The NHS budget and how it has changed

This content relates to the following topics:

Part of The NHS in a nutshell

Article information

  • Posted:Monday 02 July 2018

Planned spending for the Department of Health in England is approximately £124.7 billion in 2017/18. This includes £335 million of additional funding announced in the 2017 Autumn Budget.

Though funding for the Department of Health continues to grow, the rate of growth has slowed considerably compared to historical trends. The Department of Health budget will grow by 1.2 per cent in real terms between 2009/10 and 2020/21. This is far below the long-term average increases in health spending of approximately 4 per cent a year (above inflation) since the NHS was established and the rate of increase needed based on projections by the Office of Budget Responsibility (4.3 per cent a year).

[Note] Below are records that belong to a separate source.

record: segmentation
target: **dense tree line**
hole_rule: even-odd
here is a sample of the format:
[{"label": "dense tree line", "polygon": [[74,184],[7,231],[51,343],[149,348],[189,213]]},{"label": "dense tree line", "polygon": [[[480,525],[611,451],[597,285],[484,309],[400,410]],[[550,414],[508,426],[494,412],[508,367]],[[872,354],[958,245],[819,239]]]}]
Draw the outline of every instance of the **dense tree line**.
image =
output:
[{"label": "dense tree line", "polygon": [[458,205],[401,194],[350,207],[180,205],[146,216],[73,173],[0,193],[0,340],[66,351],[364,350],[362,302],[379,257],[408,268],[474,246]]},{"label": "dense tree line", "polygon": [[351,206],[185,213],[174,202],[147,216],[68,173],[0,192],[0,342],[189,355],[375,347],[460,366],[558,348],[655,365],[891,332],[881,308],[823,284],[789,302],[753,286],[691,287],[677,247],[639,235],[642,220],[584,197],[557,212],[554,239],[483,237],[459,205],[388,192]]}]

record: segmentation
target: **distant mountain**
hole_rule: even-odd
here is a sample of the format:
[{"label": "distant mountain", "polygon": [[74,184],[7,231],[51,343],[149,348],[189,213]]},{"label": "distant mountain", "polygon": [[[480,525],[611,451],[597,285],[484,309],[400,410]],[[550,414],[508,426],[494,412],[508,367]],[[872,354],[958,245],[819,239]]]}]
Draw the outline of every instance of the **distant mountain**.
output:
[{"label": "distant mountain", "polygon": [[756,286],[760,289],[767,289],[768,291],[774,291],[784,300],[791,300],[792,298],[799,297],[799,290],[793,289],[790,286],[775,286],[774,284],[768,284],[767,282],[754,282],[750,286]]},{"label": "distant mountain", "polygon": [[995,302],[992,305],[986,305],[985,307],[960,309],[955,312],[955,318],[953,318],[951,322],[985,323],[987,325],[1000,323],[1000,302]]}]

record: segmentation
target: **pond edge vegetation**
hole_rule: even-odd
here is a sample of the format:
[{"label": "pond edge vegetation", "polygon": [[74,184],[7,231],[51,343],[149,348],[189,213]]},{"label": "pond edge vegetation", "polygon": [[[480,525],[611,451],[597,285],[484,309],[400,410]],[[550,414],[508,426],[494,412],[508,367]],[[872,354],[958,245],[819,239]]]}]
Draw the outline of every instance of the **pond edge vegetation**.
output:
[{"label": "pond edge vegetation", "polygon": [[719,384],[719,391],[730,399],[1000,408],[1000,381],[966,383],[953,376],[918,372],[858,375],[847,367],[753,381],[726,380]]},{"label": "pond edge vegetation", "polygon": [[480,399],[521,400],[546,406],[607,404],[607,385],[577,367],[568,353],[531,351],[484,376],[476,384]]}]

In the Autumn Budget 2017, the government provided the Department of Health with £2.8 billion in additional revenue funding for day-to-day spending such as staff salaries and medicines. Further funding on top of this amount was promised for future pay awards for NHS staff on Agenda for Change contracts, such as nurses, midwives and paramedics, subject to a deal being agreed with the unions to modernise the pay structure for Agenda for Change staff. 

The government has also committed to an extra £10 billion in capital funding over the parliament for investment in buildings, facilities and equipment. Central government funding accounts for £4 billion of this amount (£3.5 billion announced in the Autumn Budget and £0.4 billion announced in the Spring Budget 2017), with the remainder coming from private financing and sales of surplus NHS land and assets.